Python + qpdf = "py" + "qpdf" = "pyqpdf", which looks like a dyslexia test. Say it out loud, and it sounds like "pikepdf".

```python
# Elegant, Pythonic API
with pikepdf.open('input.pdf') as pdf:
num_pages = len(pdf.pages)
del pdf.pages[-1]
pdf.save('output.pdf')
```

**To install:**

```bash
pip install pikepdf
```

For users who want to build from source, see [installation](https://pikepdf.readthedocs.io/en/latest/index.html).

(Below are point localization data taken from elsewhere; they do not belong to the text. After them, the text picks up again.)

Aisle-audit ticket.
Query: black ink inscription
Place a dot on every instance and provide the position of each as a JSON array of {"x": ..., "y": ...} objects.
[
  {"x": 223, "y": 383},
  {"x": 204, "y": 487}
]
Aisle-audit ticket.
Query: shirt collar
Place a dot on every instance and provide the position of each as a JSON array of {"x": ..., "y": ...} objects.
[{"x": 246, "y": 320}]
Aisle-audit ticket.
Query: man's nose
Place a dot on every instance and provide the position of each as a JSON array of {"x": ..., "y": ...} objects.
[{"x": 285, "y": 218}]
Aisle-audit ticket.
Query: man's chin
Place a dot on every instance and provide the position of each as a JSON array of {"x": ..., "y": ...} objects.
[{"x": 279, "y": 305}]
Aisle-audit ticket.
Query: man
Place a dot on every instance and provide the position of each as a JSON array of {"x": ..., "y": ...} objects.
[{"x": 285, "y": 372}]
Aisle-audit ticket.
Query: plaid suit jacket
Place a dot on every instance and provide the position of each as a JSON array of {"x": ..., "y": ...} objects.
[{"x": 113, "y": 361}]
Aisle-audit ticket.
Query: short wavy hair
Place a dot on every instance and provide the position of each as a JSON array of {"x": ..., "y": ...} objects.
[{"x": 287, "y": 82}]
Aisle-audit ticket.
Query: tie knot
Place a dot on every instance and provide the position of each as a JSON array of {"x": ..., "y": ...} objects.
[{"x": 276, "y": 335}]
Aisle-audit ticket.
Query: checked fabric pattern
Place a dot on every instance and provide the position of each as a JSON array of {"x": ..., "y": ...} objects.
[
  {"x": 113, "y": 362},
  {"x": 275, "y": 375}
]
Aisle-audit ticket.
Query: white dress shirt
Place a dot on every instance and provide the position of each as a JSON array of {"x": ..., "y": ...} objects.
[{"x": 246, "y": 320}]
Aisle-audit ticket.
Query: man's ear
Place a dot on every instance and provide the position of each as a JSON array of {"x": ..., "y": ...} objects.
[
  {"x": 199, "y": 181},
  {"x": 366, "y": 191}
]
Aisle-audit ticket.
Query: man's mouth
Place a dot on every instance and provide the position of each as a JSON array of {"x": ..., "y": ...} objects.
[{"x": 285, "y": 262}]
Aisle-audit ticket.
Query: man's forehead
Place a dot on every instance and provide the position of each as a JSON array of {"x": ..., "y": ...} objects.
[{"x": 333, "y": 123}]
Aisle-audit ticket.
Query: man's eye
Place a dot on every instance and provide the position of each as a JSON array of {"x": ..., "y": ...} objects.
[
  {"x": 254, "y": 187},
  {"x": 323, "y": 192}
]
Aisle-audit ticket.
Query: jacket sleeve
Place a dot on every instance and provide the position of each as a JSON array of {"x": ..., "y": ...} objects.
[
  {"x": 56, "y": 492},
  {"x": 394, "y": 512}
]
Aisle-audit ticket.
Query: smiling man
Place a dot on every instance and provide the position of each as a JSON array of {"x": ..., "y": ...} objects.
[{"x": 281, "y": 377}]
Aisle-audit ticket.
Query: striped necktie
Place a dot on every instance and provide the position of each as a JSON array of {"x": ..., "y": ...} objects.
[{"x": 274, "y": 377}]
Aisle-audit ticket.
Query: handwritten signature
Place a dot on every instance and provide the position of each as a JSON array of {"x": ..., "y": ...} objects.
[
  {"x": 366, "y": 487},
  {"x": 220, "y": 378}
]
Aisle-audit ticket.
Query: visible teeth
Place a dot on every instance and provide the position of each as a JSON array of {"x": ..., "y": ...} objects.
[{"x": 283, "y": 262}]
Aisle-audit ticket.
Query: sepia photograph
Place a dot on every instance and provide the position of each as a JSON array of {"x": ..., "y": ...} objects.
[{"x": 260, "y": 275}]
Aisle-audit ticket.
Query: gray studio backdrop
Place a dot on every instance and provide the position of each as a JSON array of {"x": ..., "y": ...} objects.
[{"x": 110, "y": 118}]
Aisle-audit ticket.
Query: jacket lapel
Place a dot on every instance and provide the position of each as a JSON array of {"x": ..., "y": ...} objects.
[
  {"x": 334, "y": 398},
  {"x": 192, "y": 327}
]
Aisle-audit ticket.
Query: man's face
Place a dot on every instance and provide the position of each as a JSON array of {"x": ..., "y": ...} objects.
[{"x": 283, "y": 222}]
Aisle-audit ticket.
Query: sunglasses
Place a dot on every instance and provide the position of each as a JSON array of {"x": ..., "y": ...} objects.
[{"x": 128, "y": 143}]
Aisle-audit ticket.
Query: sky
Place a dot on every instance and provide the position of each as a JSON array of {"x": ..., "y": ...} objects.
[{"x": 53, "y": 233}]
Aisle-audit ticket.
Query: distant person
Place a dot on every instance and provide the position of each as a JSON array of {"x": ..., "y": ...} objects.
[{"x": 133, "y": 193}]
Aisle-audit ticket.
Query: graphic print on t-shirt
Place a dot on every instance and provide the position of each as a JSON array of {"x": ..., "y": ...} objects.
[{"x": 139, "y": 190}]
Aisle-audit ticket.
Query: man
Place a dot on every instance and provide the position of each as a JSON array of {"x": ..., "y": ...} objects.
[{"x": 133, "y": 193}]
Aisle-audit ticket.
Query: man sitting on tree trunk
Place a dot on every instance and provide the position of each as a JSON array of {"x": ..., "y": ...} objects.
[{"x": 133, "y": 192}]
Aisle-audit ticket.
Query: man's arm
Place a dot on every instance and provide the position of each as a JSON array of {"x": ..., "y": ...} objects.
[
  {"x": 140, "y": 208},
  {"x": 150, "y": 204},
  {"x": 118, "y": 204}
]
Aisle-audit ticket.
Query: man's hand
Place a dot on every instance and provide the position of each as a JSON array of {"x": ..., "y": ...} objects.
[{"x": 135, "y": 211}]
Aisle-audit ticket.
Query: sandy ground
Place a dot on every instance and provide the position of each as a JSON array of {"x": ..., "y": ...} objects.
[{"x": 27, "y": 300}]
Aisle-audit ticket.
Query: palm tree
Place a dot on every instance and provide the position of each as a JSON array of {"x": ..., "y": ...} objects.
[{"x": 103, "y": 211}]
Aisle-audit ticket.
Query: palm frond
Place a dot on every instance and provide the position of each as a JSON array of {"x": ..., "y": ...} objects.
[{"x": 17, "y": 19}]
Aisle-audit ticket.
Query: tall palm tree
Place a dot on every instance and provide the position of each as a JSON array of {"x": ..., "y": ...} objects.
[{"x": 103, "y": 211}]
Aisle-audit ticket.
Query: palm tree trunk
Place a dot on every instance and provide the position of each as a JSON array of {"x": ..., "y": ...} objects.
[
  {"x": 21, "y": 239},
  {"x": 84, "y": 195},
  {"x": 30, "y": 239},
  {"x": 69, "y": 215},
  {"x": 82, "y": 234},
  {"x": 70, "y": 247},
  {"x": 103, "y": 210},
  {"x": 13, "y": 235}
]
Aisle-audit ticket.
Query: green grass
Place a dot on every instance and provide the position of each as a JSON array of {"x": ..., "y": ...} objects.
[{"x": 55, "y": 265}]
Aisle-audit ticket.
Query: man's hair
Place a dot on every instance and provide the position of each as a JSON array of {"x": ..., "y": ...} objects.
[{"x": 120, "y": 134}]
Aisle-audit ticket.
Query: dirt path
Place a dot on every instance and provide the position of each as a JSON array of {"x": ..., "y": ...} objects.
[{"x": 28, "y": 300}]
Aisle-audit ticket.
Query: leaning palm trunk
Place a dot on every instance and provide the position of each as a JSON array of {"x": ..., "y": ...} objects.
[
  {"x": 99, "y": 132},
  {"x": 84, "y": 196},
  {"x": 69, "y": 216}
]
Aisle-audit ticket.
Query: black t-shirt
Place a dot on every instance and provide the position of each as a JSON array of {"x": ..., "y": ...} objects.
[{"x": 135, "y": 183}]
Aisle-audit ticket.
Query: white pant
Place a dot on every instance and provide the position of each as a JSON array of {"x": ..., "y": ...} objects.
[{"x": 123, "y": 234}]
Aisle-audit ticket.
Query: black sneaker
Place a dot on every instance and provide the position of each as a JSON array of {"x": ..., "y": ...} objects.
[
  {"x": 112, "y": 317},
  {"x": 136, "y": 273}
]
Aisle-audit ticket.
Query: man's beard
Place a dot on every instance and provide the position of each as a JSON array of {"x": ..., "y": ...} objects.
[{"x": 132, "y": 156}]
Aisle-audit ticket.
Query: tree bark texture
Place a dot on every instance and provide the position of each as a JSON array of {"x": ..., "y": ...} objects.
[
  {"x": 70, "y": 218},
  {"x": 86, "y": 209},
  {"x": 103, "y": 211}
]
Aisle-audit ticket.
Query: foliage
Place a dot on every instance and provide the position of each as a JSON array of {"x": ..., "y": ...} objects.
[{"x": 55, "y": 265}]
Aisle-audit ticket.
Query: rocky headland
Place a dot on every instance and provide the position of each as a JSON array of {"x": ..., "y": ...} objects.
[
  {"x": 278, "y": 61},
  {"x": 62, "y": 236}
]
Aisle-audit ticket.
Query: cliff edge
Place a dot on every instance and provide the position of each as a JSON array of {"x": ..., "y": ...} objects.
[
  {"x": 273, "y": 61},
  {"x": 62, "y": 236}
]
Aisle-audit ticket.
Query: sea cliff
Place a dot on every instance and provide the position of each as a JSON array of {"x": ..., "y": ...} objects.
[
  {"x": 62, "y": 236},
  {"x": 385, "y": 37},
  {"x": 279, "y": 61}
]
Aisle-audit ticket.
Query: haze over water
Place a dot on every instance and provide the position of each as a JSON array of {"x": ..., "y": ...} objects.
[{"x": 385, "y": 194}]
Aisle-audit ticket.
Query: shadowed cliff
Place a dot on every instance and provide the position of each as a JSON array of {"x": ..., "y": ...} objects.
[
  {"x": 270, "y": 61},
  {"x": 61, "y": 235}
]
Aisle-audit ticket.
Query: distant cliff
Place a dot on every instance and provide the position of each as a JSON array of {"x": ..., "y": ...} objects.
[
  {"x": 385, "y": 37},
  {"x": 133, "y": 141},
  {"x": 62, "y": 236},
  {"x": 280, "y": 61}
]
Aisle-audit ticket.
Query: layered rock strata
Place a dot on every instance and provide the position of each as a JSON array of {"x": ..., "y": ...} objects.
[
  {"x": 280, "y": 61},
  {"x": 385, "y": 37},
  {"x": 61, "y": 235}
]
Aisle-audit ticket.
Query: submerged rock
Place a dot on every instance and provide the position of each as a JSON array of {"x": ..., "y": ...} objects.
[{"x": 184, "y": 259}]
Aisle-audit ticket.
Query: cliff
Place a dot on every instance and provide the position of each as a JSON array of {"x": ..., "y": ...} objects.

pikepdf is [documented](https://pikepdf.readthedocs.io/en/latest/index.html) and actively maintained. Binary wheels are available for all common platforms, both x86-64 and ARM64/Apple Silicon. For information on the latest changes, see the [release notes](https://pikepdf.readthedocs.io/en/latest/releasenotes/index.html).

Commercial support is available.

Features
--------

This library is similar to pypdf (formerly PyPDF2) - it provides low level access to PDF features and allows editing and content transformation of existing PDFs. Some knowledge of the PDF specification may be helpful. It does not have the capability to render a PDF to image.

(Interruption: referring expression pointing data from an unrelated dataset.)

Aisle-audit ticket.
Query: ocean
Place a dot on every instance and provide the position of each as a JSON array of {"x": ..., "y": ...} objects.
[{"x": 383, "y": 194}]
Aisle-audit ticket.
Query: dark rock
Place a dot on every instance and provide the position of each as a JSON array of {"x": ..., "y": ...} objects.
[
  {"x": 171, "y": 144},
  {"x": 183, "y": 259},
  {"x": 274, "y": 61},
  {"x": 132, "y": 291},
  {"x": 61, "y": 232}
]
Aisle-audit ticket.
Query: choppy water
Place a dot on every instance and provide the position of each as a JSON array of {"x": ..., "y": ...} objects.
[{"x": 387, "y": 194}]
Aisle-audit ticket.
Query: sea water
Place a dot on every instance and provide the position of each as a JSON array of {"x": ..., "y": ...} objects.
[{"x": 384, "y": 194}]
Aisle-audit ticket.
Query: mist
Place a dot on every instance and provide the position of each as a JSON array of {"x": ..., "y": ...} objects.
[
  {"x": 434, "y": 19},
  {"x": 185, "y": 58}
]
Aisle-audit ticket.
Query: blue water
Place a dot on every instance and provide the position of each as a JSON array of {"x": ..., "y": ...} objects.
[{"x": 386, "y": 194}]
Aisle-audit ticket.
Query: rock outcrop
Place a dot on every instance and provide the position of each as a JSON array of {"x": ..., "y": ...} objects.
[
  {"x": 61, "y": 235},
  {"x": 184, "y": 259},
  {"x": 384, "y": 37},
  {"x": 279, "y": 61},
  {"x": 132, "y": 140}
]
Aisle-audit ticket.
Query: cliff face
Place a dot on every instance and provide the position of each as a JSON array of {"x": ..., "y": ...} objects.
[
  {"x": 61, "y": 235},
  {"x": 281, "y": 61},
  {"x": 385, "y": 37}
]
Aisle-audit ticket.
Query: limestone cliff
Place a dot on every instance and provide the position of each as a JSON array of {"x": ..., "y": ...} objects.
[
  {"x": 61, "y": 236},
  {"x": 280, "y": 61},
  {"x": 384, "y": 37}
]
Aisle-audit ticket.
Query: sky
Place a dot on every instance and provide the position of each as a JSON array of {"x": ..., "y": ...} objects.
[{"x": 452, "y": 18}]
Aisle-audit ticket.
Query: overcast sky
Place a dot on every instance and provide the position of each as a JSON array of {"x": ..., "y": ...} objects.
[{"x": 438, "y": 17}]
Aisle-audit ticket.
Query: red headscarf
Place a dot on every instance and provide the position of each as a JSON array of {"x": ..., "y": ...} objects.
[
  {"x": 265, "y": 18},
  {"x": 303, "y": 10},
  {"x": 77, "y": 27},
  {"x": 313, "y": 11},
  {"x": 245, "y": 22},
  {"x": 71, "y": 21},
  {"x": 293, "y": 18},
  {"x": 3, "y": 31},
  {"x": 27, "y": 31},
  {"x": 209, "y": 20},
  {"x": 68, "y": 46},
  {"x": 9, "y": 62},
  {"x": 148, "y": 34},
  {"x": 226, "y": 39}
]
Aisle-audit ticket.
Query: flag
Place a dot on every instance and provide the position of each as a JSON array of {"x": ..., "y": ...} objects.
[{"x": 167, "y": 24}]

| **Feature** | **pikepdf** | **pypdf** (PyPDF2) |
| ------------------------------------------------------------------- |-----------------------| ----------------------------------------- |
| Editing, manipulation and transformation of existing PDFs | ✔ | ✔ |
| Based on an existing, mature PDF library | qpdf | ✘ |
| Implementation | C++ and Python | Python |
| PDF versions supported | 1.1 to 1.7 | 1.1 to 1.7 |
| Save and load password protected (encrypted) PDFs | ✔ (except public key) | ✔ (except public key) |
| Creates linearized ("fast web view") PDFs | ✔ | ✘ |
| Test suite coverage | ![codecov][codecov] | ![codecovpypdf2][codecovpypdf] |
| Creates PDFs that pass PDF validation tests | ✔ | ✘ |
| Modifies PDF/A without breaking PDF/A compliance | ✔ | ✘ |
| PDF XMP metadata editing | ✔ | read-only |
| Integrates with Jupyter and IPython notebooks for rapid development | ✔ | ✘ |

[codecov]: https://codecov.io/gh/pikepdf/pikepdf/branch/main/graph/badge.svg?token=8FJ755317J

[codecovpypdf]: https://codecov.io/gh/py-pdf/pypdf/branch/main/graph/badge.svg?token=id42cGNZ5Z

Testimonials
------------

> I decided to try writing a quick Python program with pikepdf to automate [something] and it "just worked". –Jay Berkenbilt, creator of qpdf

> "Thanks for creating a great pdf library, I tested out several and this is the one that was best able to work with whatever I threw at it." –@cfcurtis

In Production
-------------

* [OCRmyPDF](https://github.com/ocrmypdf/OCRmyPDF) uses pikepdf to graft OCR text layers onto existing PDFs, to examine the contents of input PDFs, and to optimize PDFs.

* [PDF Arranger](https://github.com/jeromerobert/pdfarranger) is a small Python application that provides a graphical user interface to rotate, crop and rearrange PDFs.

* [PDFStitcher](https://github.com/cfcurtis/sewingutils) is a utility for stitching PDF pages into a single document (i.e. N-up or page imposition).

License
-------

pikepdf is licensed under the [Mozilla Public License 2.0](https://www.mozilla.org/en-US/MPL/2.0/) license (MPL-2.0) that can be found in the LICENSE file. By using, distributing, or contributing to this project, you agree to the terms and conditions of this license. MPL 2.0 permits you to combine the software with other work, including commercial and closed source software, but asks you to publish source-level modifications you make to pikepdf itself.

Some components of the project may be under other license agreements, as indicated in their SPDX license header or the [`.dep5/reuse`](REUSE) file.